Дрофа, а большевики вспомнили об обездоленных семьях расстрелянных. "Не все коммунисты плохие,- решил Тимка.- Вот Хмель и новый председатель - те не такие..."
- Тимка, о чем ты задумался? - обиделась Наталка.
Тимка очнулся и, видя, что Наталка сердится, обнял ее и стал целовать лицо, волосы, губы. Наталка сперва сопротивлялась, потом затихла, крепко обхватив руками его шею.
Со двора послышался громкий голос Хмеля:
- Наталка!

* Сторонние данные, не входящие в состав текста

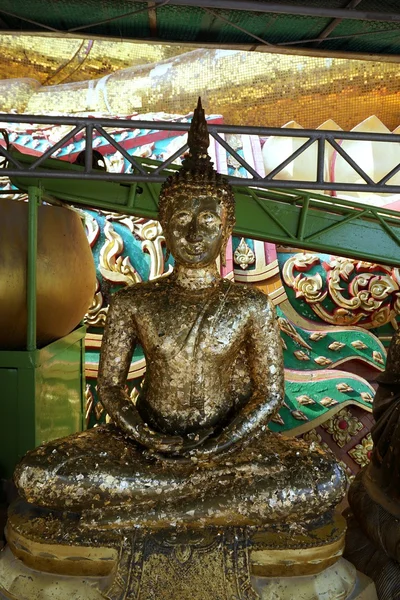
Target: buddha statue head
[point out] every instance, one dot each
(196, 207)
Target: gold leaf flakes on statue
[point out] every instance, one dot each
(112, 266)
(244, 255)
(327, 401)
(377, 356)
(317, 335)
(299, 415)
(361, 453)
(359, 345)
(300, 355)
(305, 400)
(323, 361)
(342, 427)
(286, 327)
(367, 397)
(336, 346)
(343, 388)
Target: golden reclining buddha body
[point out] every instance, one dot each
(195, 448)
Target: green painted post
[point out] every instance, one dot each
(34, 197)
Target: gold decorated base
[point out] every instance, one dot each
(219, 563)
(338, 581)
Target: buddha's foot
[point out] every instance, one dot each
(170, 564)
(373, 538)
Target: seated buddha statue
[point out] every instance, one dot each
(194, 449)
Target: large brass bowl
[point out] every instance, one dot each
(65, 273)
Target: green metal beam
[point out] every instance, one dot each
(292, 218)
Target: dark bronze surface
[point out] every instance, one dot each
(194, 451)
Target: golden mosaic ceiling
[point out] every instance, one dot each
(248, 88)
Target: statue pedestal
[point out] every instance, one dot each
(338, 581)
(54, 557)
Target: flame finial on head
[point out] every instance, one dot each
(197, 175)
(198, 142)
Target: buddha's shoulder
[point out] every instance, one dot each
(249, 296)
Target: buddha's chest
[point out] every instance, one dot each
(192, 329)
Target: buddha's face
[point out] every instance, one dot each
(196, 230)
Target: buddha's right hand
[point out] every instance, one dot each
(130, 421)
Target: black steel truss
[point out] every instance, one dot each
(12, 167)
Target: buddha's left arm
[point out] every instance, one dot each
(266, 366)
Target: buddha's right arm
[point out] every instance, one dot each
(119, 341)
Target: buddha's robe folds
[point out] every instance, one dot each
(213, 361)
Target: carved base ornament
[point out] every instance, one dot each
(186, 564)
(186, 495)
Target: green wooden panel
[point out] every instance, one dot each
(42, 396)
(8, 420)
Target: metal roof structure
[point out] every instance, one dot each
(352, 28)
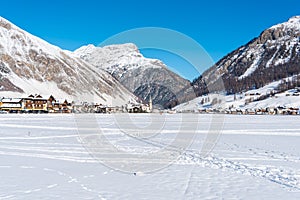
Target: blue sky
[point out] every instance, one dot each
(219, 26)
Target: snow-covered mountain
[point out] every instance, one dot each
(273, 58)
(30, 65)
(144, 77)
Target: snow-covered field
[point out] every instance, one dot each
(254, 157)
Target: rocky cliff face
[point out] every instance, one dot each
(272, 56)
(143, 76)
(31, 65)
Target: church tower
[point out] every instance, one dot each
(150, 104)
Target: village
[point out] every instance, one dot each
(39, 104)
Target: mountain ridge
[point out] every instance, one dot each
(29, 64)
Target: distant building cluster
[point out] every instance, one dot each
(38, 104)
(35, 104)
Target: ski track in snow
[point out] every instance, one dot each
(244, 159)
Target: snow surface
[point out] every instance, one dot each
(255, 157)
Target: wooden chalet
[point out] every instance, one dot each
(12, 105)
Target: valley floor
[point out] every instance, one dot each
(253, 157)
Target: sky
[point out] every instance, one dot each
(218, 26)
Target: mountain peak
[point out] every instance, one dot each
(292, 24)
(295, 19)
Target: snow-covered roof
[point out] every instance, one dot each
(11, 100)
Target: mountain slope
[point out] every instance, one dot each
(272, 56)
(31, 65)
(143, 76)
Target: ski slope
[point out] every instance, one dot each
(254, 157)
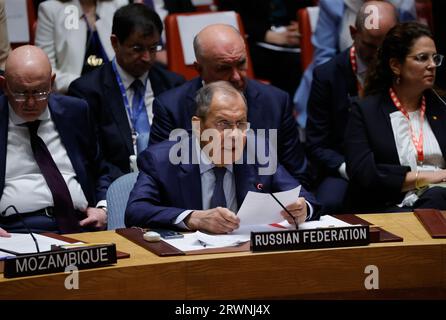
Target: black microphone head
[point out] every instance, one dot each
(258, 186)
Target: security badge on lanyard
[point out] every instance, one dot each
(132, 115)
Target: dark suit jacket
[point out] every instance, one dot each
(328, 110)
(101, 90)
(72, 120)
(176, 6)
(268, 108)
(256, 14)
(164, 190)
(373, 166)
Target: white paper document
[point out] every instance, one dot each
(189, 26)
(199, 240)
(17, 20)
(261, 208)
(23, 243)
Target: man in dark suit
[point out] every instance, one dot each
(334, 84)
(51, 169)
(110, 90)
(205, 194)
(221, 55)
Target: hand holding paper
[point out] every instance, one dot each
(261, 208)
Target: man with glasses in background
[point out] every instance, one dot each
(206, 195)
(121, 92)
(52, 176)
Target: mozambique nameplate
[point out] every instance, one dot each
(310, 239)
(58, 260)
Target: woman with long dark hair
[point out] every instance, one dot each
(396, 136)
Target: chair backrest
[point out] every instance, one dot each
(175, 53)
(307, 18)
(16, 12)
(424, 12)
(117, 197)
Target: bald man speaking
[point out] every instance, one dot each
(51, 170)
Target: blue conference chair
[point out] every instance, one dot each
(117, 197)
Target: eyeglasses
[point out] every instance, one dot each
(140, 49)
(226, 125)
(22, 97)
(425, 58)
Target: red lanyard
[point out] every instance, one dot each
(418, 143)
(354, 64)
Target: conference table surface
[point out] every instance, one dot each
(414, 268)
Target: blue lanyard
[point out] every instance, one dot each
(133, 116)
(93, 39)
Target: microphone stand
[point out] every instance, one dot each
(23, 222)
(259, 186)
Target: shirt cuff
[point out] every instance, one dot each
(309, 211)
(102, 203)
(343, 171)
(179, 220)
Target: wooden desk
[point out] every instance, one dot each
(415, 268)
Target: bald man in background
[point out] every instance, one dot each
(51, 169)
(335, 83)
(221, 55)
(4, 40)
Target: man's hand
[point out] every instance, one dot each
(297, 209)
(96, 218)
(217, 220)
(4, 233)
(289, 36)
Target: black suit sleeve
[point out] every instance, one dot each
(162, 123)
(382, 179)
(290, 149)
(76, 89)
(319, 127)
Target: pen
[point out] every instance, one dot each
(70, 245)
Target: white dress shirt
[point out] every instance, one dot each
(149, 96)
(25, 186)
(407, 153)
(208, 183)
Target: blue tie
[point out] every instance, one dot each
(142, 125)
(218, 197)
(149, 3)
(63, 203)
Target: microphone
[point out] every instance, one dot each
(259, 186)
(23, 222)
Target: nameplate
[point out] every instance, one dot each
(59, 260)
(310, 239)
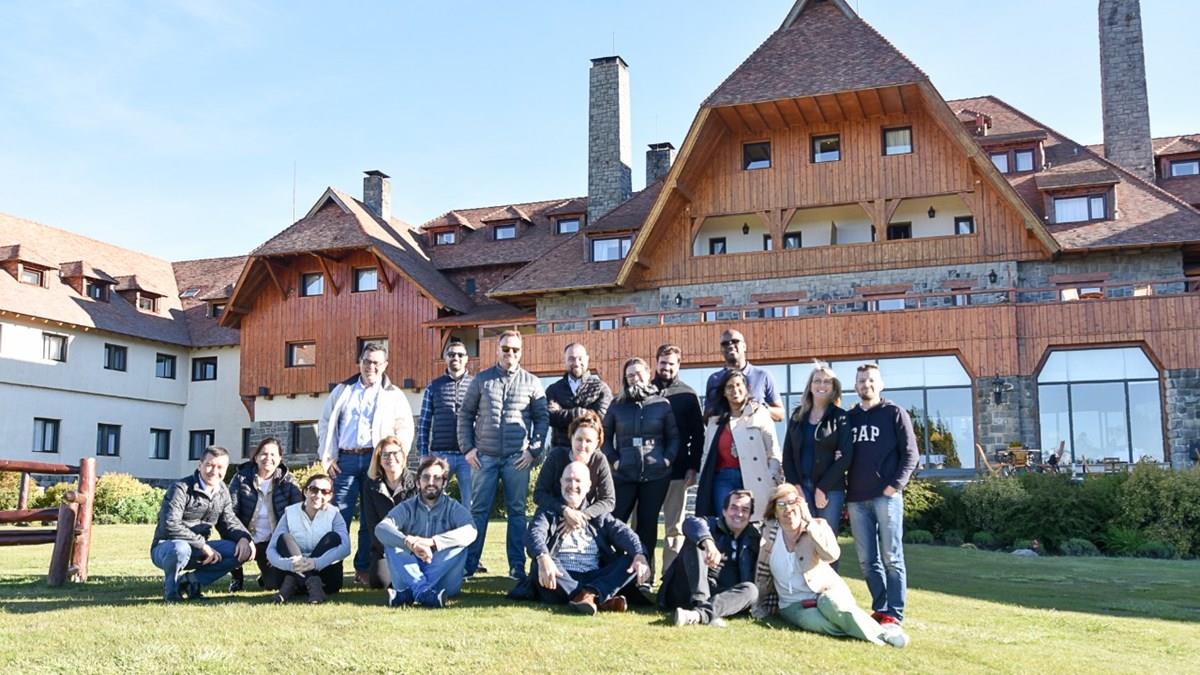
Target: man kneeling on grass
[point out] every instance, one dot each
(425, 541)
(585, 565)
(190, 509)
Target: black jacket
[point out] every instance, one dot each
(285, 493)
(378, 501)
(833, 452)
(652, 423)
(593, 394)
(690, 422)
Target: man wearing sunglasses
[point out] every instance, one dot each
(502, 428)
(437, 428)
(761, 383)
(358, 414)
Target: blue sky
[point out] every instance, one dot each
(173, 127)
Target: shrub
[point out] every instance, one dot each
(918, 537)
(985, 539)
(1077, 547)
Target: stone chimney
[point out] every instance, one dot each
(1123, 88)
(610, 149)
(377, 193)
(658, 161)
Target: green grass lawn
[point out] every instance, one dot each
(967, 610)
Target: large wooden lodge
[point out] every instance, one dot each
(1015, 286)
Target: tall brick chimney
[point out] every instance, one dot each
(610, 148)
(377, 193)
(658, 161)
(1123, 88)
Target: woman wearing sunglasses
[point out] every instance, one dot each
(795, 577)
(310, 543)
(389, 482)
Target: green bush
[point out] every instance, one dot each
(1078, 547)
(918, 537)
(985, 539)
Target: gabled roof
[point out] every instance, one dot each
(822, 47)
(1146, 214)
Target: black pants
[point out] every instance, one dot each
(268, 577)
(330, 577)
(694, 585)
(647, 499)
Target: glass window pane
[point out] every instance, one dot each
(1145, 420)
(1098, 420)
(1054, 418)
(952, 426)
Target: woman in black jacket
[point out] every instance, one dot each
(389, 482)
(817, 448)
(641, 442)
(261, 490)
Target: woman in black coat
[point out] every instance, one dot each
(641, 442)
(817, 448)
(261, 490)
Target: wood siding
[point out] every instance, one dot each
(335, 322)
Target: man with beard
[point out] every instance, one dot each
(579, 390)
(759, 380)
(425, 539)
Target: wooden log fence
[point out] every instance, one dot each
(72, 535)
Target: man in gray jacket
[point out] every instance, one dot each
(502, 428)
(425, 539)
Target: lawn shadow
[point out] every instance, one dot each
(1126, 587)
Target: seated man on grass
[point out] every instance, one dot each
(425, 541)
(586, 566)
(190, 509)
(713, 575)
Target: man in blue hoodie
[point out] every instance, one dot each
(885, 458)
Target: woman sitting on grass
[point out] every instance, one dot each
(389, 482)
(261, 491)
(795, 577)
(310, 544)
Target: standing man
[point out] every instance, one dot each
(425, 539)
(885, 458)
(358, 414)
(190, 509)
(576, 392)
(502, 426)
(437, 429)
(762, 384)
(714, 574)
(690, 422)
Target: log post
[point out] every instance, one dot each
(60, 557)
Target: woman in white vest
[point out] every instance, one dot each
(310, 543)
(741, 451)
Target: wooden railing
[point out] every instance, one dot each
(72, 537)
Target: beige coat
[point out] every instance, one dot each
(759, 453)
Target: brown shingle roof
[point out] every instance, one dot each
(823, 51)
(1146, 214)
(61, 303)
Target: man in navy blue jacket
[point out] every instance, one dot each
(885, 458)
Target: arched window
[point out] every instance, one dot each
(1102, 402)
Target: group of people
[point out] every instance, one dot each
(762, 537)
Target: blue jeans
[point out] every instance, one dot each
(461, 469)
(483, 494)
(877, 526)
(173, 556)
(444, 572)
(347, 489)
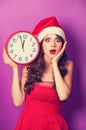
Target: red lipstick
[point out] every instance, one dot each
(53, 51)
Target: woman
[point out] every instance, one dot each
(46, 82)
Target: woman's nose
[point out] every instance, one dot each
(53, 43)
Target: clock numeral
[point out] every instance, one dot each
(33, 43)
(26, 58)
(11, 45)
(11, 51)
(14, 40)
(14, 56)
(20, 58)
(31, 55)
(34, 50)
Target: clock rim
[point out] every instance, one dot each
(22, 31)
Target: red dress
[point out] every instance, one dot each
(42, 110)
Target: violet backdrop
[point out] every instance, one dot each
(18, 15)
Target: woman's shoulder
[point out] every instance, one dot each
(24, 70)
(69, 65)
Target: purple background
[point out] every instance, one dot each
(18, 15)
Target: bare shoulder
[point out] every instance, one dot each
(24, 71)
(69, 65)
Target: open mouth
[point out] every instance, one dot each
(53, 51)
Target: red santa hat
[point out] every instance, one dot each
(48, 26)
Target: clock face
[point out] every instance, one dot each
(22, 47)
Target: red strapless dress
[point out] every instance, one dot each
(42, 110)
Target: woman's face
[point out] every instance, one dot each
(51, 45)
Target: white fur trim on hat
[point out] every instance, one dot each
(51, 30)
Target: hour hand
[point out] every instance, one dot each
(23, 45)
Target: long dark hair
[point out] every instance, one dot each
(35, 70)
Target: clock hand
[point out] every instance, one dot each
(23, 44)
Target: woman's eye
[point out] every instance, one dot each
(47, 40)
(58, 40)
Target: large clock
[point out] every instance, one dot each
(22, 47)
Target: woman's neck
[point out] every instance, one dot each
(48, 62)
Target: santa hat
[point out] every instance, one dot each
(48, 26)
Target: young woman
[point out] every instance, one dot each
(45, 83)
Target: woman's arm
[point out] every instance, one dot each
(18, 94)
(63, 85)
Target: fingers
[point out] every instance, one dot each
(64, 47)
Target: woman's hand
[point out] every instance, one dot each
(8, 61)
(59, 55)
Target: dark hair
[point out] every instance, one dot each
(36, 69)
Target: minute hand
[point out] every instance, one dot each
(23, 44)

Куда ты забежала?! Наталка!
Наталка, наспех поцеловав Тимку, побежала через сад к дому.
Тимка, перепрыгнув через забор, некоторое время стоял неподвижно, прижимаясь спиной к гнилым доскам. Потом, вытащив из кобуры наган, медленно двинулся через пустырь. Наступила безлунная весенняя ночь. Было страшно идти одному среди густого кустарника. Вспомнились расстрелянные, казалось, что кто-то крадется позади и вот-вот схватит сзади костлявыми руками за горло, начнет душить.
Наконец пустырь кончился. Впереди затемнела канава, а за ней - улица. Блеснул слабый огонь в чьей-то хате, и Тимка пошел смелей.
Выйдя на улицу, он услышал вблизи голоса, прыгнул в канаву и присел на корточки.
- Нет, вы как хотите, а я не могу дальше оставаться в станице. Все равно мы опоздали... мертвых не воскресишь.
"Полковник Дрофа!" - удивленно подумал Тимка. Полковнику ответил голос есаула Гая:
- Но мы не успеем дойти до хутора. Надвигается гроза.
- Лучше идти в степи под дождем, чем сидеть в подвале ревкома.
Мимо Тимки прошла высокая фигура Гая и рядом с ним какой-то раненый красноармеец. "А где же полковник?" - недоумевал Тимка. Он даже привстал. Но полковника нигде не было видно. "Вот тебе раз! Неужто почудилось?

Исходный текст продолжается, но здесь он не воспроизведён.